Today I posted a book review on Amazon for The Ravine: A Novel of Evil, Hope, and The Afterlife by Robert Pascuzzi:
Forgiveness is a concept that seems to be everywhere these days, whether in books, Facebook memes, or at the pulpit. No matter what their religious or spiritual tradition, most of us can agree on the necessity of forgiveness in the human experience.
But what does it really mean? And how can someone forgive a crime like the horrific murder of one’s own wife and child?
In his compelling fictional novel The Ravine, author Robert Pascuzzi delves deeply for answers to these questions, drawing from the teachings of Jesus in Scripture. Understanding the difficulties most of us have in offering forgiveness for much lesser transgressions than murder, the author presents a realistic portrayal of characters struggling to process the reality of two brutal murders and a suicide by a very close friend.

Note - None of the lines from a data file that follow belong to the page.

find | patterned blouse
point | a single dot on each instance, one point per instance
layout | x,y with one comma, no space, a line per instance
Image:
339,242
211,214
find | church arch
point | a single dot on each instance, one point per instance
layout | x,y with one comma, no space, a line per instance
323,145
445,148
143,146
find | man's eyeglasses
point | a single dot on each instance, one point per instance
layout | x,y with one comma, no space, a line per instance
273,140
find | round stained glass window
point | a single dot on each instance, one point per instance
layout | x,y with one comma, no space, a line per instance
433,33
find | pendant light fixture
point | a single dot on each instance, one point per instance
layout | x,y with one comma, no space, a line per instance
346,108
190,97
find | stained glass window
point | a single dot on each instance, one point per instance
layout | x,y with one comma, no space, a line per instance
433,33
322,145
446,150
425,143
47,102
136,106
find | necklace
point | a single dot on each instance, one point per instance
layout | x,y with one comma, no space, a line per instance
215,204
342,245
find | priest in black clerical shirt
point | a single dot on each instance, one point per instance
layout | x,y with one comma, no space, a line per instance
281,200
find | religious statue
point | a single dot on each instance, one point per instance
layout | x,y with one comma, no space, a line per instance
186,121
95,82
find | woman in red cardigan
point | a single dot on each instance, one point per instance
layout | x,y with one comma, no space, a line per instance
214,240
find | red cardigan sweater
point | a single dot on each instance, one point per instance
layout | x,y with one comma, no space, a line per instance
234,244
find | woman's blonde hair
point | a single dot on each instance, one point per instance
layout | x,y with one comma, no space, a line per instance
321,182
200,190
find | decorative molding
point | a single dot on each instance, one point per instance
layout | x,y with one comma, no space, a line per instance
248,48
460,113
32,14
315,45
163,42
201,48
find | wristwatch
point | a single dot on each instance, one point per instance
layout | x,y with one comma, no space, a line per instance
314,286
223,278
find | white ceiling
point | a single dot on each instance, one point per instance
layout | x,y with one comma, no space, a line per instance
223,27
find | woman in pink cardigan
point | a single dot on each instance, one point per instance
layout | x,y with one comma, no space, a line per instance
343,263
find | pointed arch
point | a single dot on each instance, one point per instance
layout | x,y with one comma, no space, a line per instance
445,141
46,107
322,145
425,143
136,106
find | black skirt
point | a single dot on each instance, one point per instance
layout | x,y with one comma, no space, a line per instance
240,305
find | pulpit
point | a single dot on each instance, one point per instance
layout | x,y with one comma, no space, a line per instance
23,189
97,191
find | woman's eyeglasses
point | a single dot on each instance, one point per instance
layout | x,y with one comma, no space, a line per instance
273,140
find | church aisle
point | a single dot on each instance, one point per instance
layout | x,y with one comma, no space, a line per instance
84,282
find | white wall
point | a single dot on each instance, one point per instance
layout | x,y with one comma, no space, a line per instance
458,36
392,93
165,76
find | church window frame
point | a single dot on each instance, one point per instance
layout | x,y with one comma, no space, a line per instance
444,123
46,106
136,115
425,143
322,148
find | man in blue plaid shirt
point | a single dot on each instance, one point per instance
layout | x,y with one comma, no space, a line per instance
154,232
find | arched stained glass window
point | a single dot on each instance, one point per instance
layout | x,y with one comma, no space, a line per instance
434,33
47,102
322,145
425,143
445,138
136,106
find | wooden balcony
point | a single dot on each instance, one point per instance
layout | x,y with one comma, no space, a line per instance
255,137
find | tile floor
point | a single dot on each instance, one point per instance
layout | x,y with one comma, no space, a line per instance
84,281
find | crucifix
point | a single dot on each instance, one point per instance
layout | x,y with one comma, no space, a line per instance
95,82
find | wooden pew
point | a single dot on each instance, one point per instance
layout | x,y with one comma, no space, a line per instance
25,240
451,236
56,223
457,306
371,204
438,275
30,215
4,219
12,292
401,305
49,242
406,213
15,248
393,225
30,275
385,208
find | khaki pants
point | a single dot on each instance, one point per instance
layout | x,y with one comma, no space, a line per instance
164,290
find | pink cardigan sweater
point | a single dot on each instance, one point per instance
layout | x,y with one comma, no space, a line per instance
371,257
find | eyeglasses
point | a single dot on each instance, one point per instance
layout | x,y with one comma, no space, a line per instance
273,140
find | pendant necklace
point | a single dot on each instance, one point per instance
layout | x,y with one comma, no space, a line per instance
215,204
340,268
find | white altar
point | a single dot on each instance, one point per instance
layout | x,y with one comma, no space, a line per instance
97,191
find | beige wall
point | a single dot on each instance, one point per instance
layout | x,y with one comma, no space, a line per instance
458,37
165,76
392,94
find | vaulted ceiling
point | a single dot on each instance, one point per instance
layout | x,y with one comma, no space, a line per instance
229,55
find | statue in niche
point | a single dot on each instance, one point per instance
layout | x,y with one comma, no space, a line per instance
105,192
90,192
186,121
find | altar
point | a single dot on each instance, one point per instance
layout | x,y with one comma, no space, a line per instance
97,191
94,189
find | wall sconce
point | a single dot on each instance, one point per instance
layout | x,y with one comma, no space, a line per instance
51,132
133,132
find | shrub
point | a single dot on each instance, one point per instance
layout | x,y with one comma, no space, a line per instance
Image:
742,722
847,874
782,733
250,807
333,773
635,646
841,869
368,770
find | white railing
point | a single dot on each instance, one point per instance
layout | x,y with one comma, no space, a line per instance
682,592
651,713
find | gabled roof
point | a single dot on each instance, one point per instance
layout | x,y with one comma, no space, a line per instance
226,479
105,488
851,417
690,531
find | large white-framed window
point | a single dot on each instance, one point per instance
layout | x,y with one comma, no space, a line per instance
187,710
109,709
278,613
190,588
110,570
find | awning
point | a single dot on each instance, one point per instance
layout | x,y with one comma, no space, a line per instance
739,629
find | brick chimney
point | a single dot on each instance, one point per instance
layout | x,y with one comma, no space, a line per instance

Along the way, readers encounter supernatural occurrences, along with a psychically gifted character who acts as a bridge between God and the grief-and-anger stricken. While I would like to have seen the character of Tony throughout the course of the novel (he’s the brother of the murderer) and witnessed his spiritual development in the aftermath of the crimes, Pascuzzi does a nice job portraying its effects upon the offender’s two best friends, who nearly lose their marriage in the fallout.
Readers may be put off by what appears to be “The Devil Made Me Do It” excuse, but I viewed this as one man’s inability to use his God-given free will to say “No” to evil and listen to the word of God instead of the directives of The Enemy. I found the book to be a fascinating ride through this imperfect earthly life, with the promise of heaven via forgiveness. It’s filled with hope that life does not end but rather changes form, while it affirms God’s promise to his faithful. A highly recommended read.